The new rule preserves the current requirement for reporting fatalities or multiple hospitalizations to OSHA within eight hours. OSHA will require reporting for the new hospitalization and other requirements within 24 hours of their occurrence. In addition to the existing toll-free telephone number, OSHA is establishing an online registry through OSHA’s website as an alternative means to provide the required notice.
Hospitalization is defined as formal admittance on an in-patient basis involving at least one overnight stay. Amputations are defined as traumatic loss of a limb or partial loss, whether or not bone loss is involved (including fingertip loss), with or without patient hospitalization. The hospitalization rules include employee admittances for work-related illnesses in addition to traumatic injuries. Injuries resulting from motor vehicle accidents on public roads are exempted from the reporting requirement.
Employers may not be immediately aware of the reasons for such hospitalization, and the reporting times run from the moment the employer learns that the admittance is related to a workplace injury or illness. Hospitalizations that occur more than 24 hours after a workplace “incident” do not need to be reported to OSHA. In other words, if an employee is hospitalized and claims it is due to long-term exposure to a workplace contaminant, this would not be a reportable incident, although it may need to be included in the OSHA 300 injury and illness log report.

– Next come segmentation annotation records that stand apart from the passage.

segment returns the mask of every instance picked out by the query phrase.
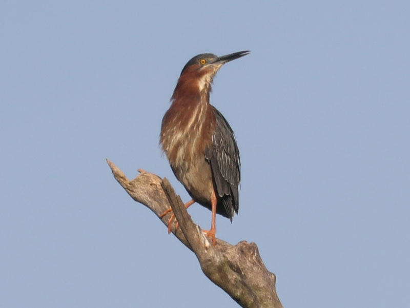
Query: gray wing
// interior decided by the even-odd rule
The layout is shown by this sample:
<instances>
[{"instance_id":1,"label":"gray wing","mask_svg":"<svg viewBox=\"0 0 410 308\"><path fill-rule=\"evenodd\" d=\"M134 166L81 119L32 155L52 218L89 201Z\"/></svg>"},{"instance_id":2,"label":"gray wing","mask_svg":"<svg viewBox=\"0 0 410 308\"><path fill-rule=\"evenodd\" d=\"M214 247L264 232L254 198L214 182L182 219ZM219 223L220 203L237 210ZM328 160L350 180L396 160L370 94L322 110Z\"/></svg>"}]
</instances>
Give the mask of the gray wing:
<instances>
[{"instance_id":1,"label":"gray wing","mask_svg":"<svg viewBox=\"0 0 410 308\"><path fill-rule=\"evenodd\" d=\"M228 217L232 221L239 210L240 157L235 135L228 121L211 106L216 120L212 135L212 146L205 154L211 164L218 195L222 200Z\"/></svg>"}]
</instances>

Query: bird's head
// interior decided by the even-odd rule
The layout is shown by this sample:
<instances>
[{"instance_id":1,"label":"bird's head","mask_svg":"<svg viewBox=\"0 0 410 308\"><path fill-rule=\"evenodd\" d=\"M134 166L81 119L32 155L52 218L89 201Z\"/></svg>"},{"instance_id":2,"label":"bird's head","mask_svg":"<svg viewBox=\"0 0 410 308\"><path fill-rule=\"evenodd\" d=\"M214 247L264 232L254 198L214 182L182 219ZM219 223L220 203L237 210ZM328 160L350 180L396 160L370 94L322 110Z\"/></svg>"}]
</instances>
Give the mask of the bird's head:
<instances>
[{"instance_id":1,"label":"bird's head","mask_svg":"<svg viewBox=\"0 0 410 308\"><path fill-rule=\"evenodd\" d=\"M213 53L201 53L188 61L183 67L179 80L196 81L200 91L209 88L212 78L220 67L230 61L249 54L246 50L218 56Z\"/></svg>"}]
</instances>

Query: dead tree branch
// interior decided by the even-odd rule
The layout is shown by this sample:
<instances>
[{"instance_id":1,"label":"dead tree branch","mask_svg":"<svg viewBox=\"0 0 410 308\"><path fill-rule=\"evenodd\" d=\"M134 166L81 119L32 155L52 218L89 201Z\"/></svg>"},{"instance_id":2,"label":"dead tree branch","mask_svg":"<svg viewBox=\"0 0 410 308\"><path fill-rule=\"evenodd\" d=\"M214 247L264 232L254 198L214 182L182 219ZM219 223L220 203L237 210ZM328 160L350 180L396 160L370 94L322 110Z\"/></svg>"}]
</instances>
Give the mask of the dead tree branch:
<instances>
[{"instance_id":1,"label":"dead tree branch","mask_svg":"<svg viewBox=\"0 0 410 308\"><path fill-rule=\"evenodd\" d=\"M114 177L134 200L159 216L171 206L180 228L172 232L196 256L204 274L242 307L282 307L274 274L265 267L255 243L239 242L234 246L216 239L215 247L195 224L179 196L166 178L138 170L140 174L130 181L107 159ZM168 226L171 214L161 219ZM175 224L174 224L175 225Z\"/></svg>"}]
</instances>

In some cases, employers suspect that claimed employee injuries or illnesses are not actually work-related. When such employees are hospitalized, the employer will not have time to conduct a thorough review of the circumstances, and in most cases will need to report the claimed work-related injury or illness to OSHA within the 24-hour time period. The new rules make no provision for corrected notice to OSHA if the hospitalization is later determined not to have been work-related, but employers can make corrections to the OSHA 300 log.
OSHA expects its notification burden under the new rules to rise from 4600 to 210,000 notices per year. In the past, notification of a fatality or multiple hospitalization guaranteed a response and usually a visit from an OSHA investigator. Given the broad expansion of these reporting requirements, the agency simply does not have the resources to investigate each individual employee hospitalization. Employers will not know what degree of follow-up will result from their reports. OSHA somewhat cryptically says that it will only follow up on reports where the hospitalization appears to indicate a remediable hazard.
The final rule also includes updates to the list of industries exempt from OSHA’s illness and injury record keeping requirements. Businesses exempt from these general requirements still must comply with the death and hospitalization notification requirements. The new rules become effective January 15, 2015. OSHA will issue notice of its new web portal for reporting between now and that date.